Before I get into this topic, I think I should make a distinction: there’s a difference between crawling and indexing. A page that’s crawled may not necessarily be indexed. That is, Google may come to a web page and crawl it, but that web page may not be indexed in Google’s search results.
All indexed pages have been crawled.
With that, let’s dive in.
Google routinely holds Q&A sessions where a Google representative, usually John Mueller (Search Advocate). John answers questions that webmasters, business owners, and SEO professionals may have pertaining to Google search and website performance.
“I’ve been waiting for my pages to get crawled for more than one month. I’ve tried to improve my overall pages outside of those non-crawled pages. What would your advice be to improve crawling on a website?”
John replied, “It’s really hard to say without knowing the website itself. Usually, this is something that falls roughly into the category of crawl budget.”
Crawl budget is based on the idea that the number of pages on the Internet is practically limitless–so large a number that Google can’t possibly index all of them.
So, Google has to limit what it crawls, and for each website, particularly large websites (for example, over 1,000,000 pages), Google might not crawl as many pages as the website owner would prefer.
The article, What Crawl Budget Means for Googlebot, and the guide, Large Site Owner’s Guide to Managing Your Crawl Budget, are 2 resources you can refer to learn more about crawl budget.
Crawl Capacity: One Part of Crawl Budget
Getting into aspects of crawl budget, John continued, “…essentially, there are two sides that are always at play there. On the one hand, [there’s] the capacity for crawling, like how much can Google crawl. If this is a very small website, then probably, we can crawl everything.”
Crawl Demand: The Second Part of Crawl Budget
About crawl demand, John said, “…and then there’s a crawl demand: how much does Google want to crawl, and the crawl demand is something that you can help us with. [You can use] things like internal linking to let us know about your relatively importance of pages.”
Also, Google has a way of determining which pages of your site may be the most important. On this, John said that it’s “something that we can pick up over time by recognizing, ‘Well there’s a lot of really good and important content here, so we should perhaps be investing more time and more crawling here.’”

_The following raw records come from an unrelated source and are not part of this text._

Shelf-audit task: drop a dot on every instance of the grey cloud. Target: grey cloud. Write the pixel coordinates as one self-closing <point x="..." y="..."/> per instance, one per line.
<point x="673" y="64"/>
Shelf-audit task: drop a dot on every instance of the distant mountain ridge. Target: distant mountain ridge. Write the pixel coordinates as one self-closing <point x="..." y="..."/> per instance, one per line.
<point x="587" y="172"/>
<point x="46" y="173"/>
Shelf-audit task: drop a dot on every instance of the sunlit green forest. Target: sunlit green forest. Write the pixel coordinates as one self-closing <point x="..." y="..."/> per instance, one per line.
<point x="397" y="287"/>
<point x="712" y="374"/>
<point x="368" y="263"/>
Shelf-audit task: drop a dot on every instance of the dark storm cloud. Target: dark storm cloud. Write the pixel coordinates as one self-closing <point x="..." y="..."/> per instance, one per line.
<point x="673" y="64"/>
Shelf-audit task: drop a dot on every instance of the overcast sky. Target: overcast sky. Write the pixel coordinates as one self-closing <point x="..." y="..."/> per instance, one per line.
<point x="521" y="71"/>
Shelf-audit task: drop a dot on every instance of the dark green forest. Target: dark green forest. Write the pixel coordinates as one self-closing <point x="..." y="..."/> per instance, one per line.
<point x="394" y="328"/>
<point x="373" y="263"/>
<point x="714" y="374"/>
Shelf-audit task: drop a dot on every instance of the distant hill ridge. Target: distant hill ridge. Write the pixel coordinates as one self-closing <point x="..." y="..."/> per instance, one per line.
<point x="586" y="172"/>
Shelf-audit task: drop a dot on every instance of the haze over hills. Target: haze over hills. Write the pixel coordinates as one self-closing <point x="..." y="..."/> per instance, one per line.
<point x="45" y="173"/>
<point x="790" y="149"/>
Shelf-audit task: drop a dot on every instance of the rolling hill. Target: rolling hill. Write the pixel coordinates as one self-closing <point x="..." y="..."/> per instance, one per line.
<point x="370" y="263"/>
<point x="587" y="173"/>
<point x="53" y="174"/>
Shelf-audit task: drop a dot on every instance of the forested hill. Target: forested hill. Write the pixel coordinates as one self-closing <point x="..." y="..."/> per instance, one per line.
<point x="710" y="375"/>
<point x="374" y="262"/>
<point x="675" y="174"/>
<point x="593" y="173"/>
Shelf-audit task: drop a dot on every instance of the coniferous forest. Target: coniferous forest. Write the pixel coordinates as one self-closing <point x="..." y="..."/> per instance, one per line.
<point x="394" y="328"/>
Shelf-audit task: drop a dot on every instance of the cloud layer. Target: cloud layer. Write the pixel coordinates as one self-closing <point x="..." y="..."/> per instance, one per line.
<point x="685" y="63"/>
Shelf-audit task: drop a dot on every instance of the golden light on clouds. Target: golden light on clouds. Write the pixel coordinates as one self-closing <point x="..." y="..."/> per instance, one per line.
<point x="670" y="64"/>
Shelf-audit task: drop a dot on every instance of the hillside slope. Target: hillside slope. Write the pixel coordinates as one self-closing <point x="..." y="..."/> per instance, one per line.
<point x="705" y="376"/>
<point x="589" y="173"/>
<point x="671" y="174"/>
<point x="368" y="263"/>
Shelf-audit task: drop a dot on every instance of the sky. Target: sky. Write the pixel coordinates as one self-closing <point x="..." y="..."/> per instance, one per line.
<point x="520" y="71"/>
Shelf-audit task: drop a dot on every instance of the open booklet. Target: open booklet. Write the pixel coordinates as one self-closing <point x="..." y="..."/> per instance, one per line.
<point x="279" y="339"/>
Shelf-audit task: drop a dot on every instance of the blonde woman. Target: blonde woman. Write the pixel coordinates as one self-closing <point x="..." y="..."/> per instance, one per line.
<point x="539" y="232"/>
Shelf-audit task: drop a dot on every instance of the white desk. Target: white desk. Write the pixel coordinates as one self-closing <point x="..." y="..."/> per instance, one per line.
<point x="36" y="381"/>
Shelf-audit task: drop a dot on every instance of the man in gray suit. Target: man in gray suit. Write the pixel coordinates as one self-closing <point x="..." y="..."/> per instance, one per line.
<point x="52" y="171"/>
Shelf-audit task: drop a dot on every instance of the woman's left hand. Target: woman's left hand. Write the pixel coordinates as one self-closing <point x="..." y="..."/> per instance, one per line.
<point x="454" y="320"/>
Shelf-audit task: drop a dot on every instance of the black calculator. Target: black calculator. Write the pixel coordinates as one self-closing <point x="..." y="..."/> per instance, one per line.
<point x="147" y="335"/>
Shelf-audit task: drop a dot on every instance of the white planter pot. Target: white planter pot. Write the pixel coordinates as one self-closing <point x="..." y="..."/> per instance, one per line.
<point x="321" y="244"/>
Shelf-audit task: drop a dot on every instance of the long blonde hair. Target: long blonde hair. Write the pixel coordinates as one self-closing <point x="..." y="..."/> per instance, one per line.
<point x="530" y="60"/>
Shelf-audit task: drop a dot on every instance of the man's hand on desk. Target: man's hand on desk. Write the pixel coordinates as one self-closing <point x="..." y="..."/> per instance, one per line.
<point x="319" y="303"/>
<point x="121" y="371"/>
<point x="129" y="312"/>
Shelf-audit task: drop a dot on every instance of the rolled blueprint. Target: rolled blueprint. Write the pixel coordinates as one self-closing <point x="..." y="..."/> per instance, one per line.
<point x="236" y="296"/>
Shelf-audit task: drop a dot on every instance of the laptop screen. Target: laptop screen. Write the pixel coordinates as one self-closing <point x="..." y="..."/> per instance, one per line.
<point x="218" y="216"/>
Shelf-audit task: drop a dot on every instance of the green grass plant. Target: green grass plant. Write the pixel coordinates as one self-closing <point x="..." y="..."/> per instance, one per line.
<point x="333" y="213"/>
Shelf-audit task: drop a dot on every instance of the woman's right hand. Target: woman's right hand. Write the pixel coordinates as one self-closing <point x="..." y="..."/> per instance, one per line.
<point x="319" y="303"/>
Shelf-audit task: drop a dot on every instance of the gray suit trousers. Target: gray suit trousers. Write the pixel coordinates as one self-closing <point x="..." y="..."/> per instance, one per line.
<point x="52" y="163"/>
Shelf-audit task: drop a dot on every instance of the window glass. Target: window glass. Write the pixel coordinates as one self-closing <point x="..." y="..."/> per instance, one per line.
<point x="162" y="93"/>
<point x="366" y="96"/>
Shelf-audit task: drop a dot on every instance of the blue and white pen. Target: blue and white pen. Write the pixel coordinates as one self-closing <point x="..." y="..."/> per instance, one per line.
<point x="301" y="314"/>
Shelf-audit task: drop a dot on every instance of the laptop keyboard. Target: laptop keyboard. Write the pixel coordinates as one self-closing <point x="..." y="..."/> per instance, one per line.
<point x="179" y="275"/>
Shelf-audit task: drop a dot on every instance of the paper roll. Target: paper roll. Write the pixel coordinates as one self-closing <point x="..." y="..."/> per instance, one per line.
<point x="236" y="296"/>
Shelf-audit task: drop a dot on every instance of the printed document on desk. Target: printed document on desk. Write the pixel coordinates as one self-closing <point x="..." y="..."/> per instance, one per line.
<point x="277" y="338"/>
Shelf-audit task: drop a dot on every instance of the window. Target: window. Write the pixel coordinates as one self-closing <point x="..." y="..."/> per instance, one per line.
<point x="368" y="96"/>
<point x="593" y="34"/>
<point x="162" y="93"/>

Can You Be Creating Too Many Pages?
John brought up something that was interesting: “If you’re looking at a bunch of pages that you’ve created and they’re just not being indexed, my hunch is that maybe you’re creating too many pages, and you should be focusing on fewer pages and making sure that they’re better first, and then at some point, when you realize that the pages that you create…actually get indexed fairly quickly, then go off and create more pages. So first, improve the quality and then as a second step, go off and kind of like grow your website step-by-step.”
Another Thing to Keep In Mind
It’s obvious, but can easily be overlooked: be sure that you’ve allowed search bots to crawl your page.

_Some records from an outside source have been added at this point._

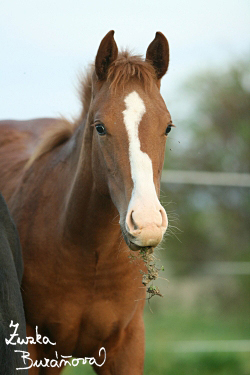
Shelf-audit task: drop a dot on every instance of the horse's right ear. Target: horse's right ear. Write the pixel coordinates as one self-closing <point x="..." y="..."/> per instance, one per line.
<point x="106" y="54"/>
<point x="158" y="54"/>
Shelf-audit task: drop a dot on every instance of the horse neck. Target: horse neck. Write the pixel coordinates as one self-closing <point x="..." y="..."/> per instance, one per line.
<point x="89" y="217"/>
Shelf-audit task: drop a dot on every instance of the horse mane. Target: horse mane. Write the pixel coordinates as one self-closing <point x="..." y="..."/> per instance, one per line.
<point x="121" y="71"/>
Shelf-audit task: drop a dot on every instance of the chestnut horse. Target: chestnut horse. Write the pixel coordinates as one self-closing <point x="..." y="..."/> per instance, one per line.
<point x="84" y="196"/>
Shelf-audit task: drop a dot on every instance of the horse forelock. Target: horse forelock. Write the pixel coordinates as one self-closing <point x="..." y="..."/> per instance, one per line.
<point x="127" y="67"/>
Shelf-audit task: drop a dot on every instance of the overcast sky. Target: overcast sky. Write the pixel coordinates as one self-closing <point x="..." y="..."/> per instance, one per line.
<point x="44" y="44"/>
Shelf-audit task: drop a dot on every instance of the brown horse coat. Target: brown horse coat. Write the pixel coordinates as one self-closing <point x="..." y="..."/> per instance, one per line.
<point x="82" y="203"/>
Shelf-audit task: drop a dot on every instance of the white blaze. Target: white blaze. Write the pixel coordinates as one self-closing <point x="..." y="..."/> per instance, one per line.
<point x="143" y="193"/>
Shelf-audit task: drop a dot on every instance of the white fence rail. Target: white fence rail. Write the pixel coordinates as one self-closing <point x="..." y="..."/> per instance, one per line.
<point x="206" y="178"/>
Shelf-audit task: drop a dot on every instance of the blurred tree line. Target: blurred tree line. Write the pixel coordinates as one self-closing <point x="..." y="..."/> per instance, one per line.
<point x="214" y="222"/>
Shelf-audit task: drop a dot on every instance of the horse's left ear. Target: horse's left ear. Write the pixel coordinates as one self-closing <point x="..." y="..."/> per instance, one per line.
<point x="106" y="54"/>
<point x="158" y="54"/>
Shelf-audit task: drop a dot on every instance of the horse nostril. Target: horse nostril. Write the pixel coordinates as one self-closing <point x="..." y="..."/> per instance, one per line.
<point x="130" y="222"/>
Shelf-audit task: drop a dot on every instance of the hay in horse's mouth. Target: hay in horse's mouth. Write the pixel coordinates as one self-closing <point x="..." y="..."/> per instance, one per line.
<point x="146" y="254"/>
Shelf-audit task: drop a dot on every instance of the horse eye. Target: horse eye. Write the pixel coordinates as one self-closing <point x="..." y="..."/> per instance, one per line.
<point x="168" y="129"/>
<point x="100" y="129"/>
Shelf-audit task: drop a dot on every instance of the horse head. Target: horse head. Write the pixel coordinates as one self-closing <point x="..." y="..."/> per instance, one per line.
<point x="131" y="123"/>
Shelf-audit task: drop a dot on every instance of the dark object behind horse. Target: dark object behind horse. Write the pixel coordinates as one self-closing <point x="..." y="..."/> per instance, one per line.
<point x="11" y="304"/>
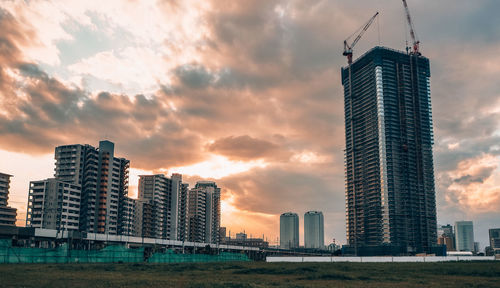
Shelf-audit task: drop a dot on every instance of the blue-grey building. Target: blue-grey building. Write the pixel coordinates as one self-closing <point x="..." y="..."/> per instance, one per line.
<point x="289" y="230"/>
<point x="389" y="174"/>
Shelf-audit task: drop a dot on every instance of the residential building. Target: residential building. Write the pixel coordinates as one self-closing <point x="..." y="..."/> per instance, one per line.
<point x="182" y="222"/>
<point x="494" y="238"/>
<point x="289" y="230"/>
<point x="104" y="183"/>
<point x="156" y="189"/>
<point x="222" y="234"/>
<point x="314" y="235"/>
<point x="389" y="174"/>
<point x="446" y="236"/>
<point x="53" y="204"/>
<point x="245" y="241"/>
<point x="143" y="219"/>
<point x="464" y="233"/>
<point x="7" y="214"/>
<point x="204" y="212"/>
<point x="241" y="236"/>
<point x="127" y="214"/>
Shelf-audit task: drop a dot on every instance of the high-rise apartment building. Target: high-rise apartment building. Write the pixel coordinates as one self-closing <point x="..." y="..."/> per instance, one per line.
<point x="53" y="204"/>
<point x="143" y="218"/>
<point x="464" y="233"/>
<point x="494" y="238"/>
<point x="204" y="212"/>
<point x="389" y="174"/>
<point x="447" y="237"/>
<point x="314" y="235"/>
<point x="182" y="222"/>
<point x="104" y="184"/>
<point x="168" y="199"/>
<point x="157" y="189"/>
<point x="127" y="215"/>
<point x="289" y="230"/>
<point x="7" y="214"/>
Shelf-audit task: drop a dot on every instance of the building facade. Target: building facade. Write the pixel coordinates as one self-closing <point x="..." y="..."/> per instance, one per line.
<point x="7" y="214"/>
<point x="389" y="174"/>
<point x="127" y="215"/>
<point x="104" y="183"/>
<point x="143" y="220"/>
<point x="53" y="204"/>
<point x="464" y="233"/>
<point x="204" y="212"/>
<point x="314" y="235"/>
<point x="447" y="237"/>
<point x="494" y="238"/>
<point x="289" y="230"/>
<point x="156" y="190"/>
<point x="168" y="199"/>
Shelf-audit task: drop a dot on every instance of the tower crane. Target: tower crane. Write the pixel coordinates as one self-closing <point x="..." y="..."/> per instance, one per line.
<point x="348" y="47"/>
<point x="416" y="42"/>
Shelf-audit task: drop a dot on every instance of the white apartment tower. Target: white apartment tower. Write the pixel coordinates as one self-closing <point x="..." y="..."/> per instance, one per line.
<point x="53" y="204"/>
<point x="289" y="230"/>
<point x="7" y="214"/>
<point x="464" y="236"/>
<point x="104" y="184"/>
<point x="204" y="212"/>
<point x="314" y="236"/>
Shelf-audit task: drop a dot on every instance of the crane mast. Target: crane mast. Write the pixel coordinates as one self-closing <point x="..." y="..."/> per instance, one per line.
<point x="416" y="42"/>
<point x="349" y="47"/>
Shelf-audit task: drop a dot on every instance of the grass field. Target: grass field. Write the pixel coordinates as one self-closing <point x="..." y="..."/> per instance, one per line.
<point x="253" y="274"/>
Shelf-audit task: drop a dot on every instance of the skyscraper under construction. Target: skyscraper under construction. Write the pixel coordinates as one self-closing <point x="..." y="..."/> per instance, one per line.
<point x="389" y="174"/>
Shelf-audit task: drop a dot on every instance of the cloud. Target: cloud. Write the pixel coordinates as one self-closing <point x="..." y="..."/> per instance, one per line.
<point x="248" y="148"/>
<point x="248" y="81"/>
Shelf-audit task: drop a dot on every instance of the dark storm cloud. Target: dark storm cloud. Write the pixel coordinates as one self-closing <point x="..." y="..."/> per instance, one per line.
<point x="51" y="114"/>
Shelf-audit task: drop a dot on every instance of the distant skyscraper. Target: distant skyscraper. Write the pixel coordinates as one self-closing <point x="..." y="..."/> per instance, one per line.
<point x="53" y="204"/>
<point x="289" y="230"/>
<point x="104" y="183"/>
<point x="204" y="212"/>
<point x="7" y="214"/>
<point x="314" y="236"/>
<point x="447" y="237"/>
<point x="388" y="158"/>
<point x="464" y="233"/>
<point x="494" y="238"/>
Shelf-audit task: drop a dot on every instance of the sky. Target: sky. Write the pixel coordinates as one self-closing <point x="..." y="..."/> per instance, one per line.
<point x="246" y="93"/>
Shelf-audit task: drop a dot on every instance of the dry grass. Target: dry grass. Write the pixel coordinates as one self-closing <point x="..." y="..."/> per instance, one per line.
<point x="253" y="274"/>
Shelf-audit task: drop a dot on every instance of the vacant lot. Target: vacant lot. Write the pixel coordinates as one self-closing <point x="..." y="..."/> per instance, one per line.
<point x="253" y="274"/>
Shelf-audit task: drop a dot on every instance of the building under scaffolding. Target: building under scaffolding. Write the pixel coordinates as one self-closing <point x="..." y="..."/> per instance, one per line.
<point x="390" y="197"/>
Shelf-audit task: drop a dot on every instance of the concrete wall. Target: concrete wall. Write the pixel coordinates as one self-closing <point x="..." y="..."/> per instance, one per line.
<point x="381" y="259"/>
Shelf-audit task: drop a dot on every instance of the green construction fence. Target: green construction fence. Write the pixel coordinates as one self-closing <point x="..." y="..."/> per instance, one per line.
<point x="109" y="254"/>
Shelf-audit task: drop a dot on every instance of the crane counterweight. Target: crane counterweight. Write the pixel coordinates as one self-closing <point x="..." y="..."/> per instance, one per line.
<point x="349" y="47"/>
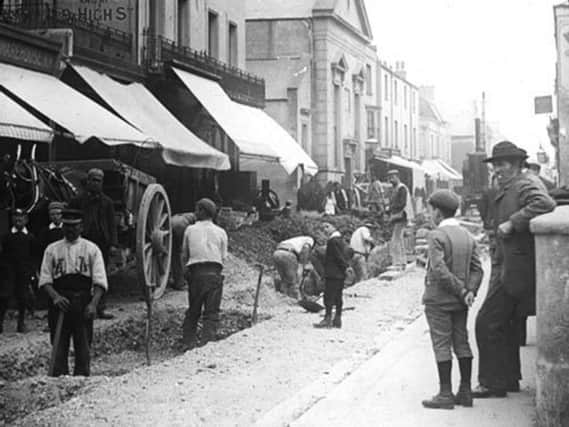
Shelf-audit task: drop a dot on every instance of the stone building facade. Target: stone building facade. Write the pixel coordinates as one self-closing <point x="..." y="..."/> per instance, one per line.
<point x="319" y="63"/>
<point x="399" y="111"/>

In WordPress, with some plugins, there’s an option to not allow bots to crawl individual pages/posts. This option can be good while one is drafting a post, so that if somehow, the post gets published before it’s ready, it doesn’t get crawled.
However, I’m sure some have made this mistake: their post looks great, is ready to go, and they click Publish. But…they’ve forgotten to uncheck the box that disallows search bots, so if Google comes to that page, it won’t crawl or index it.
In conclusion, if you find that your pages aren’t being crawled, focus on quality content, use internal linking to link to your important pages (that haven’t been crawled), and ensure that there are no technical obstacles in the way of Googlebot (such as a noindex).